The unparalleled advance of the Internet in the modern era has lead to vast new opportunities for marketers in the digital realm. The fusion of information technology and access to the Internet has acted as a catalyst for software based algorithms which purport to closely match online media content to highly targeted advertising. The adoption of cookie-based tracking technologies combined with internet protocol address geotargeting has allowed online advertising to be refined to such a degree that relevant and accurate advertising can be matched to any content that any particular Internet user is viewing at any particular time.
Evidently, an important facet of this technology is the critical reliance of text based inputs in order to interpret and decipher the particular content being viewed. The fundamental dependence on text interpretation by advertising algorithms has lead to significant judicial confusion regarding the permitted use and manipulation of such text in the context of trademarked terms.
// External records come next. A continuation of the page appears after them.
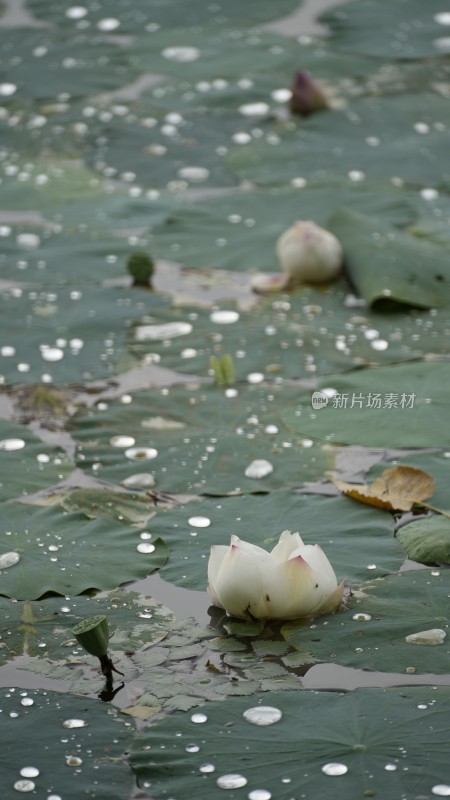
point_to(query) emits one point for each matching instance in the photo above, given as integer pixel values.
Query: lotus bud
(294, 580)
(141, 268)
(309, 254)
(93, 634)
(306, 95)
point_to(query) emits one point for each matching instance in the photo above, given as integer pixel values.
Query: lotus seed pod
(141, 268)
(93, 635)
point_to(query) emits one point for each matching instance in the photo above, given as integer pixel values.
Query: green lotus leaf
(371, 633)
(386, 265)
(409, 146)
(363, 743)
(43, 629)
(361, 29)
(27, 465)
(403, 405)
(79, 750)
(427, 540)
(196, 439)
(358, 540)
(67, 554)
(66, 333)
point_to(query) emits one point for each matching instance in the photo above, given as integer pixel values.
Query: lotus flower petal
(287, 544)
(309, 253)
(294, 580)
(244, 580)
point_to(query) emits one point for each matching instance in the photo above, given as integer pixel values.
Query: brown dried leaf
(397, 488)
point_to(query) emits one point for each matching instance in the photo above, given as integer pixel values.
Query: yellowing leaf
(397, 488)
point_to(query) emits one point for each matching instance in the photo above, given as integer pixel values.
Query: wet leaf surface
(346, 745)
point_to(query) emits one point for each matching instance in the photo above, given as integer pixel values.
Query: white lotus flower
(309, 254)
(294, 580)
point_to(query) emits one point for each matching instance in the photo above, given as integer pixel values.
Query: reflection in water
(304, 20)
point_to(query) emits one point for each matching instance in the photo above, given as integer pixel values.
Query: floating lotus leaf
(165, 15)
(75, 65)
(43, 629)
(196, 439)
(372, 737)
(371, 633)
(409, 145)
(66, 333)
(357, 540)
(79, 749)
(67, 554)
(427, 540)
(195, 234)
(387, 266)
(27, 464)
(404, 405)
(413, 31)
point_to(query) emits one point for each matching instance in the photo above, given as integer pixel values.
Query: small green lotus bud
(223, 369)
(141, 268)
(93, 635)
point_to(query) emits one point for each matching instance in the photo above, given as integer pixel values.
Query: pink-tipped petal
(320, 564)
(241, 584)
(288, 542)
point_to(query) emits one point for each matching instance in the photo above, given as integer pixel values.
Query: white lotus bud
(294, 580)
(309, 254)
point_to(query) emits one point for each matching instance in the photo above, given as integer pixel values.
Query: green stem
(108, 667)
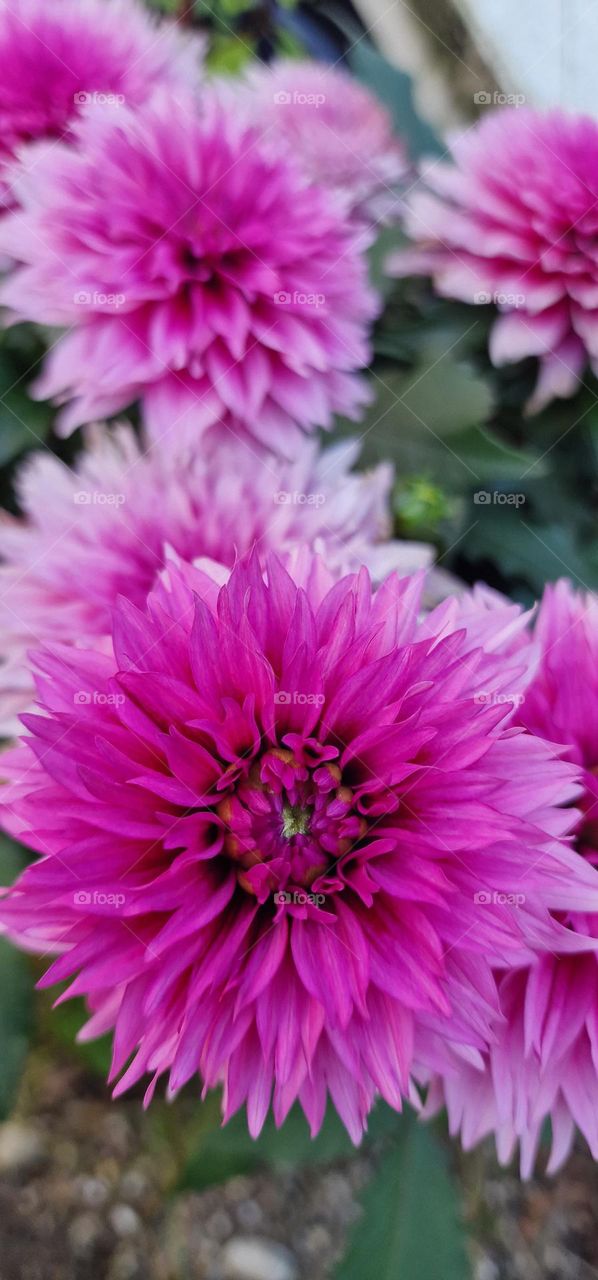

The conflicting legal paradigm is the apparent statutory authority provided by trademark legislation which purports to provide the registered owner of a trademark exclusive rights over a sign for the goods and/or services in which it is registered — against the use of such a mark by advertising systems as a contextual input driver in order to accurately correlate the most appropriate advertising content to the inputted term. To further complicate this paradigm, the usage of trademark terms must be categorised into two distinct and separate groupings — those terms which are driven by direct user-input — entered into search engine interfaces which then render search results correlated with relevant search advertising — and those that are automatically extracted by advertising systems from the web page meta data layer.
This latter category usually couples a machine algorithmic approach with human assisted text identification — commonly referred to as meta tagging — for the purposes of enhanced content interpretation which augments the advertising matching process.